Saturday, May 09, 2015

Icosahedron disjoint visual effect

I first became interested in icosahedrons when a close friend of mine r00t built a game world consisting of millions of nodes. I helped to build a hierarchical visualization of the nodes, which you can see here: gr1d v1z. Due to their regular structure, icosahedrons make an excellent geometry for laying out discreet points in a spherical shape.

r00t found this stackoverflow question which asks how to create this icosahedron visual effect. Sounds like fun, let's give it a try!

We want to build an icosahedron where the triangles have gaps between them, like so:

And we want to control the size of the triangles such that the gap can be large or small:

Clearly we can achieve this effect with scaling, but we have to make a distinction between scaling the entire icosahedron (which affects size and position), and scaling the individual triangles (which will affect size only).

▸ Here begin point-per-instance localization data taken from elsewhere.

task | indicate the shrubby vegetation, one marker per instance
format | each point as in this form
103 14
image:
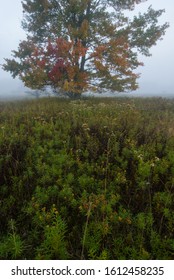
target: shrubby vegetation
87 179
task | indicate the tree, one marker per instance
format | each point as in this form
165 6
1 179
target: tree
75 45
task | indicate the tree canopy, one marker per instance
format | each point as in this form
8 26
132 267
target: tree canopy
75 45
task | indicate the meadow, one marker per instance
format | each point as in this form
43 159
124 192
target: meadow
87 179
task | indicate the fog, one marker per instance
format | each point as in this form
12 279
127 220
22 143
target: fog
156 75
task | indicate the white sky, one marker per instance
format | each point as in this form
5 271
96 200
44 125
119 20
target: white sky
156 76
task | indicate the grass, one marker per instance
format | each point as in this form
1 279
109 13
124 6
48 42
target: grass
87 179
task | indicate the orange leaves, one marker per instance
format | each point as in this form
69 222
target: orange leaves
57 64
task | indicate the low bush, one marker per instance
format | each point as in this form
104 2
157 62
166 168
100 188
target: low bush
87 179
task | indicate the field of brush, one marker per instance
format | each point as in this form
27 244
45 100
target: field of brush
87 179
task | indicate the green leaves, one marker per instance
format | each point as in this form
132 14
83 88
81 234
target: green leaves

We will need to construct individual triangles instead of one big geometry.

To construct and icosahedron, you build 20 triangles from 12 vertices:
(0, ±1, ±τ)
(±1, ±τ, 0)
τ, 0, ±1)
where τ \tfrac{1+\sqrt{5}}{2}

To scale up and down in position, each triangle will need to be constructed with points centered around zero. To center a triangle on zero we find the midpoint of the 3 vertices, and subtract that from each of the points. Now the triangle can be scaled without moving away from the origin.

The triangles are then added to a parent object, and positioned at the midpoint we calculated earlier. Thus when the triangles are scaled, they are scaled relative to their position in the icosahedron shape.

Here is the code to construct the disjoint triangles:

(defn icos []
  (let [icosahedron (js/THREE.Object3D.)]
    (doseq [triangle indices
            :let [vs (map vertices triangle)
                  [x y z :as face-center] (map average (transpose vs))
                  normalized-vertices (for [v vs]
                                        (map - v face-center))
                  face-mesh (geo normalized-vertices)]]
      (.set (.-position face-mesh) x y z)
      (.add icosahedron face-mesh))

For each triangle, look up its vertices. Find the face center. Subtract the face center from each vertex. Create the geometry. Position the geometry at the face center relative to the icosahedron. You can see the full rendering code on github.

The final result: Icopop allows you to scale the triangles or the icosahedron while it spins.

I love how simple geometry can create such a visually pleasing effect.